GroupM drops global ad growth forecast

The company's report predicts total ad growth will be lower than originally forecast due to natural disasters and political turmoil in the Middle East.

Group M has revisited and dropped its original 2011 ad spend forecast from 5.8% to 4.8%. This decrease is due to devastating natural disasters, like those in Japan earlier this year and the political turmoil in the Middle East.

The revised spending forecast, which appears in GroupM’s biannual report, “This Year, Next Year,” predicts that global ad spend will hit $506 billion in 2011, a 4.8% increase over 2010.

Ad spending in North America is expected to grow 4% over 2010 numbers in 2011 and remain steady in 2012.
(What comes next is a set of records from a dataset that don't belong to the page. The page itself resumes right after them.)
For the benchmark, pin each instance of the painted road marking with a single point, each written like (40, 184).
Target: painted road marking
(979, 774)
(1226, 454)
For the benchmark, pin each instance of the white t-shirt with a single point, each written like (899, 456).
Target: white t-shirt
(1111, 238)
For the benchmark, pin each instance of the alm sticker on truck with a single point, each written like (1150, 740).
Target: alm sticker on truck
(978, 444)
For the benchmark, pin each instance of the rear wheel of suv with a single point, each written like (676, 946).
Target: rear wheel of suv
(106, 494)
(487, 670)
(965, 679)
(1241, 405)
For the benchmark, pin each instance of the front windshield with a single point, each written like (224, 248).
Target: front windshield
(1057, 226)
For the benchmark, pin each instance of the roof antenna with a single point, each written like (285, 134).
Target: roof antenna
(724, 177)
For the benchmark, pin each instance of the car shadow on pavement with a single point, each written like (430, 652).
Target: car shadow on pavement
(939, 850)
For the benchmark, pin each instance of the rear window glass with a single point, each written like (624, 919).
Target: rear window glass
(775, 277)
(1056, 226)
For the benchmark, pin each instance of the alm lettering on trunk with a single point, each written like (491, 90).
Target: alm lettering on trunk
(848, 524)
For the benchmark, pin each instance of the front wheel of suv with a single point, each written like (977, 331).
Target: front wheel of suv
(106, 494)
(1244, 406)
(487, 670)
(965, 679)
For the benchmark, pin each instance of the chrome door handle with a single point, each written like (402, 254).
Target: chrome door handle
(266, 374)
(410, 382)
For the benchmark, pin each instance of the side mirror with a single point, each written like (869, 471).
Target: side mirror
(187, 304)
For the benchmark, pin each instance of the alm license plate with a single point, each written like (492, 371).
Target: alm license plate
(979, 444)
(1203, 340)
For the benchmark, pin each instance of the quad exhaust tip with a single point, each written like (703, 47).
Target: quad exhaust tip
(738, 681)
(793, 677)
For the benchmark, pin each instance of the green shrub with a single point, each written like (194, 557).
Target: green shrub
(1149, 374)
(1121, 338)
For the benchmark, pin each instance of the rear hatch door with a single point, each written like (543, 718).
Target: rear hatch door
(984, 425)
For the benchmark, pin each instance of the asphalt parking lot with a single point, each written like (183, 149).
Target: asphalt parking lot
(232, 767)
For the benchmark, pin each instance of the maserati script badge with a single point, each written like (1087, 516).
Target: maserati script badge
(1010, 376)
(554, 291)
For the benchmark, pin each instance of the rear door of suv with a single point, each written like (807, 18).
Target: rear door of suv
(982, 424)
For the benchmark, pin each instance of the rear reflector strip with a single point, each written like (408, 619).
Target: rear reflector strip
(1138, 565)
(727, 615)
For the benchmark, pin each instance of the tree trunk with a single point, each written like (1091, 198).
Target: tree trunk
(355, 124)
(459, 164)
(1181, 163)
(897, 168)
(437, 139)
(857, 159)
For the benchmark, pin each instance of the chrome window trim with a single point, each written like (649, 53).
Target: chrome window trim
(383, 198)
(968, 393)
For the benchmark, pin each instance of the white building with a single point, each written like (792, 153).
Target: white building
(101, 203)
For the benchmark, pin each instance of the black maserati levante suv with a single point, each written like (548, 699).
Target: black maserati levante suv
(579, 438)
Growth is forecasting growth in all areas of the Canadian media landscape in 2011, with the exception of business magazines, which the company reports will see a drop of 3%. Consumer magazines are expected to stay flat for the year.

Pay TV is expected to see the largest year over year change from 2010 to 2011, with a 10% jump. Free to air TV will see a 5% boost in Canada, according to the report.  Radio is expected to see a 3% boost in 2011, newspapers a 4.5% jump, cinema sees a 4.8% increase and OOH is forecasted to see a 6.1% boost in ad spending  this year.

A global ad spend increase of 6.8% is expected in 2012, fuelled by the London summer Olympics and the US  Presidential campaign that year.

Digital also continues to gain speed in this year’s report, accounting for 17% of global advertising in 2011, a full point ahead of the previous forecast done in December 2010.

The “This Year, Next Year” report is part of GroupM’s media and marketing forecast drawn from data supplied by parent company WPP.